A Brain Built From Atomic Switches Can Learn
A tiny self-organized mesh full of artificial synapses recalls its experiences and can solve simple problems. Its inventors hope it points the way to devices that match the brain’s energy-efficient computing prowess.
Andreas von Bubnoff | September 20, 2017
Now engineering researchers at the California NanoSystems Institute at the University of California, Los Angeles, are hoping to match some of the brain’s computational and energy efficiency with systems that mirror the brain’s structure. They are building a device, perhaps the first one, that is “inspired by the brain to generate the properties that enable the brain to do what it does,” according to Adam Stieg, a research scientist and associate director of the institute, who leads the project with Jim Gimzewski, a professor of chemistry at UCLA.

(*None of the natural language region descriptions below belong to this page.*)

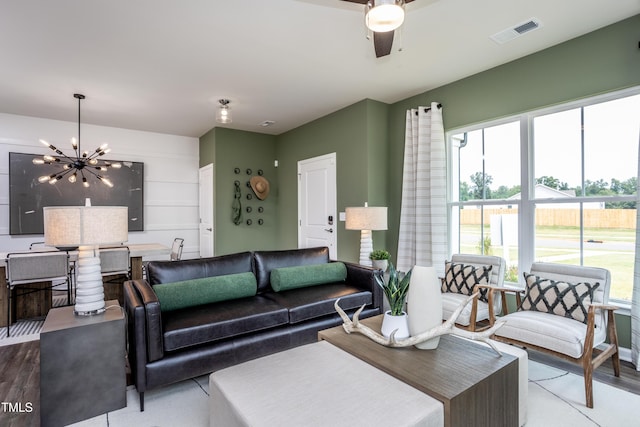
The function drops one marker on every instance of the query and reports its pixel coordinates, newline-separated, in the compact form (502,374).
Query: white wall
(170,174)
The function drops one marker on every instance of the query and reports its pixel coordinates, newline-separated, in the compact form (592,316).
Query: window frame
(527,203)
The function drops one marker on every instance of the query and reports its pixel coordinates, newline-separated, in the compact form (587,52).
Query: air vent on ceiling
(509,34)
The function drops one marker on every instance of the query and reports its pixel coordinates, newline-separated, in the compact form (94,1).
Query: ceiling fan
(382,17)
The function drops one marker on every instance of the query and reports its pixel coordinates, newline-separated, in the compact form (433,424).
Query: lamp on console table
(366,219)
(86,227)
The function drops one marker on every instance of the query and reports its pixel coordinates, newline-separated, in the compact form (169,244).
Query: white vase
(391,323)
(424,304)
(382,264)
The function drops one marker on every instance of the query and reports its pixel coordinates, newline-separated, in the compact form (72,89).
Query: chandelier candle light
(86,227)
(366,219)
(78,165)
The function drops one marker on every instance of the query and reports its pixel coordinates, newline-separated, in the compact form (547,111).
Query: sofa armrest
(153,320)
(363,277)
(136,335)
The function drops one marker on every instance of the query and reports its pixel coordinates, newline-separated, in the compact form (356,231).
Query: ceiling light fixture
(224,112)
(74,168)
(384,15)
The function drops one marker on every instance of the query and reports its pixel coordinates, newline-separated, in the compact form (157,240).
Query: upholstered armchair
(565,313)
(463,275)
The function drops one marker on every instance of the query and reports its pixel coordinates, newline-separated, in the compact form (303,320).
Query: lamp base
(89,288)
(366,247)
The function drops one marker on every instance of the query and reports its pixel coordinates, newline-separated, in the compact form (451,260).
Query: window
(555,185)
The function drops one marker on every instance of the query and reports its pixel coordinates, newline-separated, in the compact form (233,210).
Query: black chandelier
(75,167)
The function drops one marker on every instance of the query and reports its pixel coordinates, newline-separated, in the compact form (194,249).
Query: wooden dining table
(39,303)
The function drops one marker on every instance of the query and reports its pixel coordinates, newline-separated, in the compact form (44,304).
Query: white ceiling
(161,65)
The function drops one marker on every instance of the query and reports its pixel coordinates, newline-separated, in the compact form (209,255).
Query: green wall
(368,136)
(228,149)
(357,134)
(602,61)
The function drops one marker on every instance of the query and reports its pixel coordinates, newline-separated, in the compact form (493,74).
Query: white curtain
(423,213)
(635,299)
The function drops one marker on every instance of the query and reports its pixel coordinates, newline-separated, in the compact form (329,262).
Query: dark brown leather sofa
(167,347)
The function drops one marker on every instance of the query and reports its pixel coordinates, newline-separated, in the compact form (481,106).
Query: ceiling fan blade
(382,42)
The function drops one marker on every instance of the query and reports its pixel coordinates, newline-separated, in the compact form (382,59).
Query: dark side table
(82,365)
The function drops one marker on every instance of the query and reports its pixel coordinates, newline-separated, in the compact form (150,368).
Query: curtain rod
(427,109)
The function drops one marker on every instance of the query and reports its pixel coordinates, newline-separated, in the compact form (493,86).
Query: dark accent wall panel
(27,196)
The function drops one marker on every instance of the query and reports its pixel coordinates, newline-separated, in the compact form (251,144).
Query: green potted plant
(380,259)
(395,289)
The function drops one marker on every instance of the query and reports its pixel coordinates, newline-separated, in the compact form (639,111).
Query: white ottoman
(316,385)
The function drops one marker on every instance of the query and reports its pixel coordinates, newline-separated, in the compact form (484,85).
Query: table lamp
(366,219)
(86,227)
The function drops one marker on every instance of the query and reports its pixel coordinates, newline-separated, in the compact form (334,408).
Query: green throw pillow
(176,295)
(286,278)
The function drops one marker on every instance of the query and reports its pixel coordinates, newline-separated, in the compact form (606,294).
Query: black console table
(82,365)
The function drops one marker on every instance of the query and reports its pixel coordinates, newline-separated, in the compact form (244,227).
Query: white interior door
(317,216)
(206,210)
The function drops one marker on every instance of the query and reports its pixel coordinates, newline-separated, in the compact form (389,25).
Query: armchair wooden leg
(613,339)
(588,384)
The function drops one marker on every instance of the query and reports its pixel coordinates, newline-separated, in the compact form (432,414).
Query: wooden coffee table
(476,386)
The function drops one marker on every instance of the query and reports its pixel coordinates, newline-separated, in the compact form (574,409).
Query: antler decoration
(447,327)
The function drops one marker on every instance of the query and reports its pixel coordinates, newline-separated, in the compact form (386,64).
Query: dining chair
(25,268)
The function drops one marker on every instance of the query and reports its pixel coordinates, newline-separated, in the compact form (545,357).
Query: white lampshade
(386,15)
(85,225)
(366,218)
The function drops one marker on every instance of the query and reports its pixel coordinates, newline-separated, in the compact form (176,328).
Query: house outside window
(556,185)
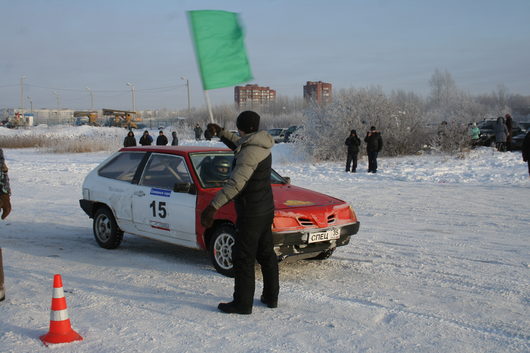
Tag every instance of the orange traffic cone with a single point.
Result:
(60, 329)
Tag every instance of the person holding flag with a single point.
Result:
(249, 185)
(222, 59)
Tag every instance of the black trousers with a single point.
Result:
(254, 242)
(372, 161)
(351, 159)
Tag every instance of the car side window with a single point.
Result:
(122, 167)
(164, 171)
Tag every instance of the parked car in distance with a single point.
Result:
(278, 134)
(159, 192)
(487, 131)
(293, 132)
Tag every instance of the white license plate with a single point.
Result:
(324, 236)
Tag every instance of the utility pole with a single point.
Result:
(22, 93)
(30, 104)
(58, 104)
(91, 98)
(188, 89)
(132, 93)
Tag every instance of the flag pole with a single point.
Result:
(209, 105)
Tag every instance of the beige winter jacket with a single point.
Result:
(251, 150)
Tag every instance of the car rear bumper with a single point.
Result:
(296, 243)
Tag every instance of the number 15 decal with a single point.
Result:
(162, 213)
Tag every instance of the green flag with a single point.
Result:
(220, 48)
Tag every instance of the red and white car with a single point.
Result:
(159, 192)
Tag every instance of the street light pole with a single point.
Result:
(58, 98)
(22, 93)
(91, 98)
(58, 104)
(188, 89)
(30, 104)
(132, 93)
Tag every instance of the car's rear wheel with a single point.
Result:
(323, 255)
(106, 231)
(221, 245)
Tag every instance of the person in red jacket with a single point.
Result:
(5, 206)
(526, 150)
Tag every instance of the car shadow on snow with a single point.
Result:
(77, 244)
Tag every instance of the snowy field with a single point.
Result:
(441, 264)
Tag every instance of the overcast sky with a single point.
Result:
(68, 45)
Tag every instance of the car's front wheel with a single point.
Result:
(221, 245)
(106, 231)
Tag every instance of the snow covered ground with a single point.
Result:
(441, 264)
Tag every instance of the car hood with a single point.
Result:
(290, 196)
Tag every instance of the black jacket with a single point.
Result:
(353, 143)
(256, 197)
(161, 140)
(526, 147)
(374, 142)
(146, 140)
(129, 141)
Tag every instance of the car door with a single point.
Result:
(160, 212)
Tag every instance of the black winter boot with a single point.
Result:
(271, 303)
(231, 308)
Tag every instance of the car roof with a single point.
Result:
(175, 149)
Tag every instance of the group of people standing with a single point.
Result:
(147, 139)
(374, 144)
(198, 133)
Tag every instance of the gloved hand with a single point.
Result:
(5, 205)
(214, 129)
(207, 216)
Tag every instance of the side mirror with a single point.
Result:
(188, 188)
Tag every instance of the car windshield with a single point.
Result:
(275, 132)
(214, 168)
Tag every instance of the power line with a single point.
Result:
(167, 88)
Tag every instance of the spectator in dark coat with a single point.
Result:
(526, 150)
(509, 126)
(374, 144)
(161, 140)
(129, 140)
(175, 140)
(207, 135)
(146, 139)
(353, 142)
(198, 132)
(501, 133)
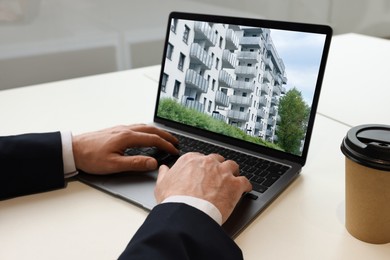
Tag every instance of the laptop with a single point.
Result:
(245, 88)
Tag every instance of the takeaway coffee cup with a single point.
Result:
(367, 179)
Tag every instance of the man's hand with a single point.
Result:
(206, 177)
(102, 151)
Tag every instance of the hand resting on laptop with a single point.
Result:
(101, 152)
(208, 177)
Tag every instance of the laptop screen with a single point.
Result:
(252, 80)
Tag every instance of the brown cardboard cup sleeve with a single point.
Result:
(367, 182)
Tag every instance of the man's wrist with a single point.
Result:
(67, 154)
(203, 205)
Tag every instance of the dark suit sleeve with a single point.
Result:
(178, 231)
(30, 163)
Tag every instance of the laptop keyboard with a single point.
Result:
(261, 173)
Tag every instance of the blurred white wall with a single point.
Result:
(49, 40)
(371, 17)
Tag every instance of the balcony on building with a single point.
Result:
(229, 59)
(204, 33)
(269, 133)
(273, 110)
(268, 64)
(265, 87)
(237, 115)
(218, 116)
(240, 100)
(275, 101)
(221, 99)
(225, 79)
(267, 76)
(245, 71)
(282, 90)
(191, 103)
(249, 56)
(232, 40)
(263, 101)
(262, 113)
(244, 86)
(195, 81)
(276, 90)
(259, 126)
(200, 57)
(271, 121)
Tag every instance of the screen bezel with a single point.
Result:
(271, 24)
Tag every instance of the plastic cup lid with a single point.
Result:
(368, 145)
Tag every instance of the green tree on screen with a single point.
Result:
(294, 113)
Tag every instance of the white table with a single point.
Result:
(305, 222)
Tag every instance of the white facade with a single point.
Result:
(229, 72)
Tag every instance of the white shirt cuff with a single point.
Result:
(201, 204)
(67, 154)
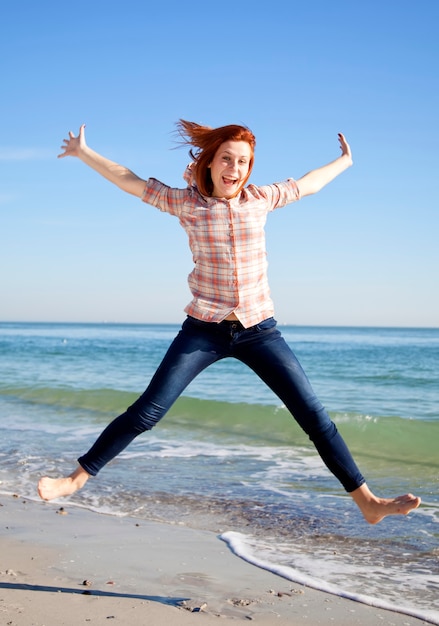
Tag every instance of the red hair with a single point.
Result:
(206, 141)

The device is a far cry from conventional computers, which are based on minute wires imprinted on silicon chips in highly ordered patterns. The current pilot version is a 2-millimeter-by-2-millimeter mesh of silver nanowires connected by artificial synapses. Unlike silicon circuitry, with its geometric precision, this device is messy, like “a highly interconnected plate of noodles,” Stieg said. And instead of being designed, the fine structure of the UCLA device essentially organized itself out of random chemical and electrical processes.

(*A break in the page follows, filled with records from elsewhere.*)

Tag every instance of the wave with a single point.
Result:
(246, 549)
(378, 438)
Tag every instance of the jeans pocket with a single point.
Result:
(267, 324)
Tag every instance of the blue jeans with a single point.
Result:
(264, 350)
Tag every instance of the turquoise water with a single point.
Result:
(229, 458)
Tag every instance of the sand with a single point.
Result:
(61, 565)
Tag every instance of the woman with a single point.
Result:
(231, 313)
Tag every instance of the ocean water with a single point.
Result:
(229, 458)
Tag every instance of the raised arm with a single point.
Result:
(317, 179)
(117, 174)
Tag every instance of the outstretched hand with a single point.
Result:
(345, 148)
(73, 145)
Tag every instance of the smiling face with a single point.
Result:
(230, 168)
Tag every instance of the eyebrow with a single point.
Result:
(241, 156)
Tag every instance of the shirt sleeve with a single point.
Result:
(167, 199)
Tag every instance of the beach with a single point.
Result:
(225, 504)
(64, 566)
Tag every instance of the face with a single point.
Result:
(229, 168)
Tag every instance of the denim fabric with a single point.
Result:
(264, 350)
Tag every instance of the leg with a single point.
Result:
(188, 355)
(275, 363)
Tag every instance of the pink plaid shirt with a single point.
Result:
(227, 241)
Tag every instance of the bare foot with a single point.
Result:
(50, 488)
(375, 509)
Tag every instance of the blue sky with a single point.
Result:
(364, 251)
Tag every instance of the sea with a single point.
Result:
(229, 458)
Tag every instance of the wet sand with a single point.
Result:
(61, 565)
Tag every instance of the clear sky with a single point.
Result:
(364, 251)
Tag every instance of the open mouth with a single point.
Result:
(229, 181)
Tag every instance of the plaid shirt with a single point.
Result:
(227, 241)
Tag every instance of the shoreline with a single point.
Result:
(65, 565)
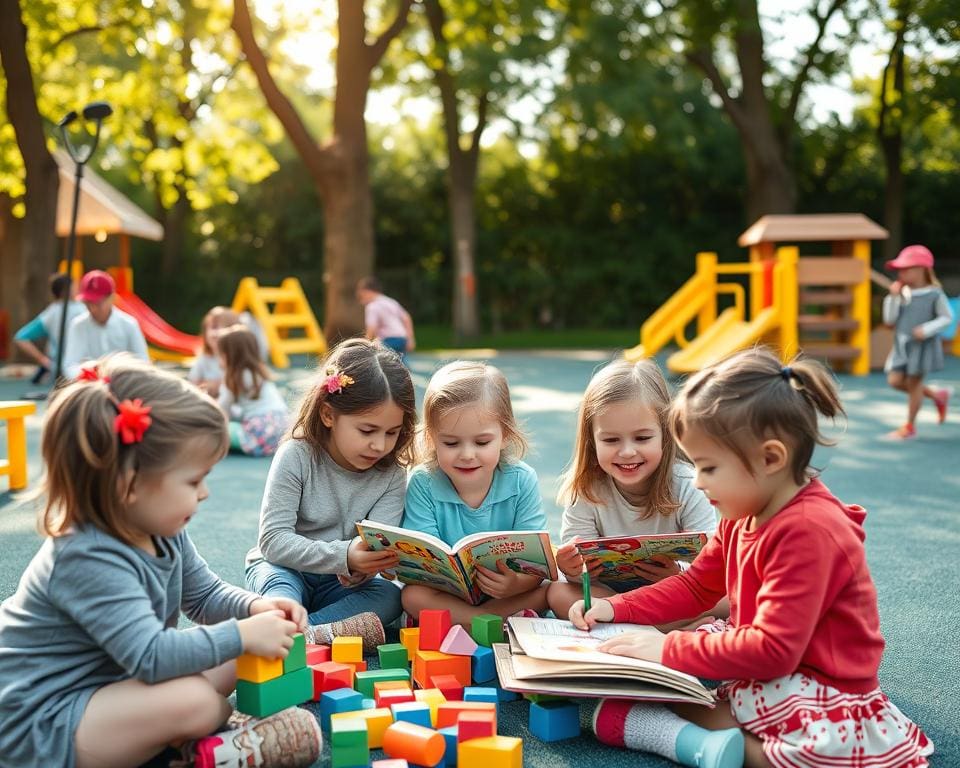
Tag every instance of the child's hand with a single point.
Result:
(639, 645)
(569, 560)
(267, 634)
(600, 610)
(362, 559)
(292, 610)
(657, 568)
(504, 582)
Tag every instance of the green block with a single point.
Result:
(393, 656)
(265, 699)
(297, 658)
(487, 629)
(348, 743)
(364, 681)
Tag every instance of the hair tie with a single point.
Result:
(335, 381)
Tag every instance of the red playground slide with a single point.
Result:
(155, 328)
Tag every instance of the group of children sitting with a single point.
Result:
(97, 673)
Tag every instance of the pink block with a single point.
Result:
(458, 642)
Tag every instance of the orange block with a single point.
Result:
(257, 669)
(430, 664)
(449, 712)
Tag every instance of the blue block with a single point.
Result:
(338, 700)
(482, 666)
(412, 712)
(450, 736)
(554, 720)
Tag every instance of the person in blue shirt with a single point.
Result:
(470, 479)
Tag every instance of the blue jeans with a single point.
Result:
(322, 594)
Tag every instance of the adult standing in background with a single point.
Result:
(103, 328)
(385, 319)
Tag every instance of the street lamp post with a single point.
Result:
(96, 111)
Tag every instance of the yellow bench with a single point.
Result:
(15, 465)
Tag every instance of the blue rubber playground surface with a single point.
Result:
(911, 491)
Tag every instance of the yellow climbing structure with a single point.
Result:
(290, 326)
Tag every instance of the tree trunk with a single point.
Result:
(39, 240)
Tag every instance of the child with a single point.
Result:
(625, 478)
(471, 480)
(95, 671)
(802, 654)
(344, 462)
(252, 402)
(918, 309)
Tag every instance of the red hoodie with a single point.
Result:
(801, 599)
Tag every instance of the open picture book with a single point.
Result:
(425, 559)
(619, 555)
(553, 656)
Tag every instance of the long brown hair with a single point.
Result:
(618, 382)
(85, 460)
(379, 376)
(241, 355)
(463, 383)
(751, 396)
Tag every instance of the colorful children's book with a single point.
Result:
(425, 559)
(552, 656)
(619, 555)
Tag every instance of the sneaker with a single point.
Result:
(906, 432)
(941, 399)
(290, 738)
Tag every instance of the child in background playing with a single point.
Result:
(344, 462)
(252, 402)
(918, 309)
(471, 480)
(624, 478)
(804, 647)
(94, 669)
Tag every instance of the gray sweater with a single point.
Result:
(91, 610)
(311, 506)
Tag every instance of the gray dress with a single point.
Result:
(927, 308)
(90, 611)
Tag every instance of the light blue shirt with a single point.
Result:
(513, 503)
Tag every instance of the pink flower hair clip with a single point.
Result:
(334, 381)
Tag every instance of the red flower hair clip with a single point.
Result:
(132, 420)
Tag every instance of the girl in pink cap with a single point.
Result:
(918, 310)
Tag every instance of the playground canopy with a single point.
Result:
(102, 208)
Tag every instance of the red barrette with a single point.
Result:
(132, 420)
(92, 373)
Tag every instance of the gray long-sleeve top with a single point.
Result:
(91, 610)
(311, 506)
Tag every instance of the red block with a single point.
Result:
(434, 626)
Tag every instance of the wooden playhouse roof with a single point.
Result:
(826, 227)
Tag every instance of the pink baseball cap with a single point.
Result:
(912, 256)
(95, 286)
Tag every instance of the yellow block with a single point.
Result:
(433, 698)
(257, 669)
(346, 649)
(410, 639)
(377, 720)
(490, 752)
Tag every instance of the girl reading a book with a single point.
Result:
(625, 479)
(471, 479)
(343, 461)
(804, 647)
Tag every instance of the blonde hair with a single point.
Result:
(751, 396)
(619, 382)
(86, 463)
(379, 376)
(461, 384)
(241, 354)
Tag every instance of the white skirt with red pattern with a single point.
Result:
(803, 723)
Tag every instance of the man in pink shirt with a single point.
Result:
(384, 318)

Yet in its complexity, this silver mesh network resembles the brain. The mesh boasts 1 billion artificial synapses per square centimeter, which is within a couple of orders of magnitude of the real thing. The network’s electrical activity also displays a property unique to complex systems like the brain: “criticality,” a state between order and chaos indicative of maximum efficiency.
Moreover, preliminary experiments suggest that this neuromorphic (brainlike) silver wire mesh has great functional potential. It can already perform simple learning and logic operations. It can clean the unwanted noise from received signals, a capability that’s important for voice recognition and similar tasks that challenge conventional computers. And its existence proves the principle that it might be possible one day to build devices that can compute with an energy efficiency close to that of the brain.

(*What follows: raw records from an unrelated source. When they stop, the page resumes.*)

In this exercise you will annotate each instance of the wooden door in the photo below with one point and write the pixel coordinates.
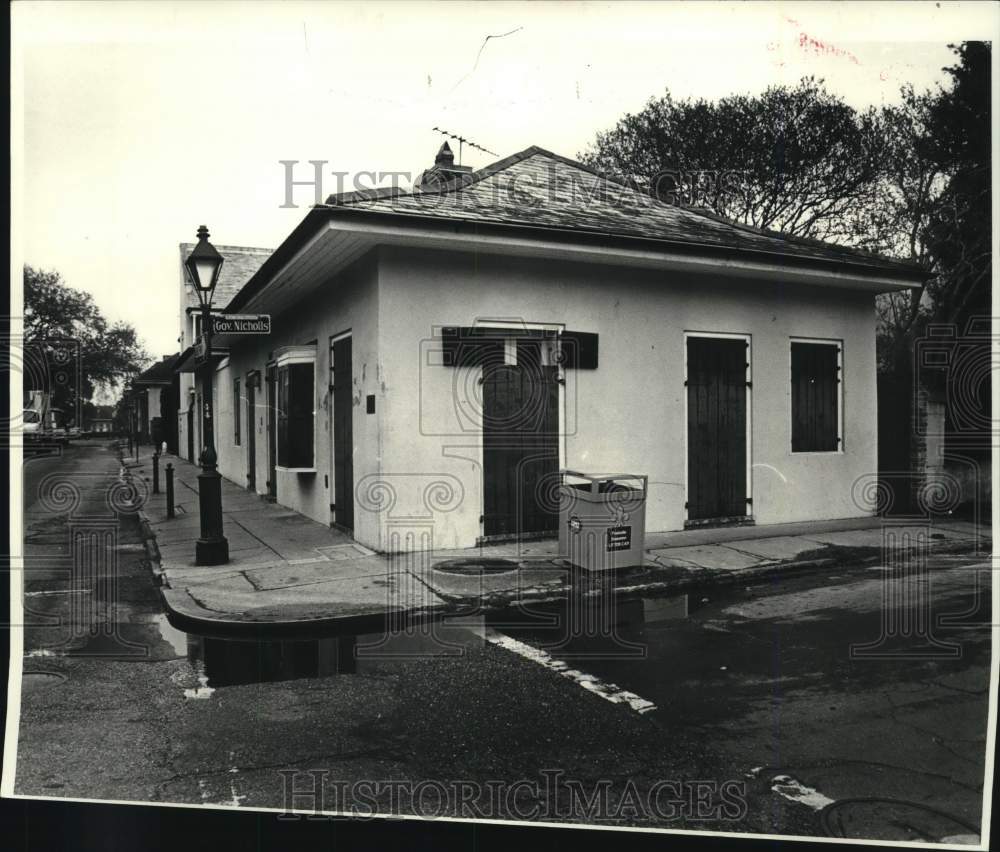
(342, 432)
(717, 439)
(252, 381)
(520, 445)
(272, 433)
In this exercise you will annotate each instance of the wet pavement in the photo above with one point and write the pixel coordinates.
(757, 688)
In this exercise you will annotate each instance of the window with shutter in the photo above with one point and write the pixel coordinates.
(816, 389)
(295, 415)
(236, 412)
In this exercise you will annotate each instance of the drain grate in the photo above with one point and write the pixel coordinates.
(476, 566)
(30, 681)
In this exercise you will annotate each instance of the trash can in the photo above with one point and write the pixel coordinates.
(602, 519)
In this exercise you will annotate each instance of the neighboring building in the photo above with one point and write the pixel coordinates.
(241, 262)
(98, 418)
(155, 392)
(438, 355)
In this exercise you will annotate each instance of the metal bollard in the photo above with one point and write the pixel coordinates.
(170, 490)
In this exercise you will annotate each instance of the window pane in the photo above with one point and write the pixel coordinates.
(300, 415)
(282, 417)
(296, 392)
(815, 389)
(236, 412)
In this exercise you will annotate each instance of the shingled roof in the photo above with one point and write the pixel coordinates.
(162, 372)
(240, 263)
(536, 188)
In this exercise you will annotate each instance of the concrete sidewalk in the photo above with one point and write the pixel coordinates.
(290, 573)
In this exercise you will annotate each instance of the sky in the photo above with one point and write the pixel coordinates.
(133, 123)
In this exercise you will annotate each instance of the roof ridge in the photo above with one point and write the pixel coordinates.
(454, 185)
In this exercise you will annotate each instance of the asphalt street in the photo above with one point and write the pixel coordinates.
(746, 711)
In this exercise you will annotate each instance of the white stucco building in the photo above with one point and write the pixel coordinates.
(437, 356)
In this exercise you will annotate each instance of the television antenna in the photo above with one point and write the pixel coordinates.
(461, 140)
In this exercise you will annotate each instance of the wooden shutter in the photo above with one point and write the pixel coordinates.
(236, 412)
(301, 390)
(815, 395)
(579, 350)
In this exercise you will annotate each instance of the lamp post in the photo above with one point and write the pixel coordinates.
(212, 548)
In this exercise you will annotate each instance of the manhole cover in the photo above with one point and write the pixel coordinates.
(476, 566)
(894, 819)
(30, 681)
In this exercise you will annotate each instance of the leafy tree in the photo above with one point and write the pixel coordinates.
(959, 228)
(66, 335)
(794, 159)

These advantages look especially appealing as the limits of miniaturization and efficiency for silicon microprocessors now loom. “Moore’s law is dead, transistors are no longer getting smaller, and [people] are going, ‘Oh, my God, what do we do now?’” said Alex Nugent, CEO of the Santa Fe-based neuromorphic computing company Knowm, who was not involved in the UCLA project. “I’m very excited about )the idea, the direction of their work,” Nugent said. “Traditional computing platforms are a billion times less efficient.”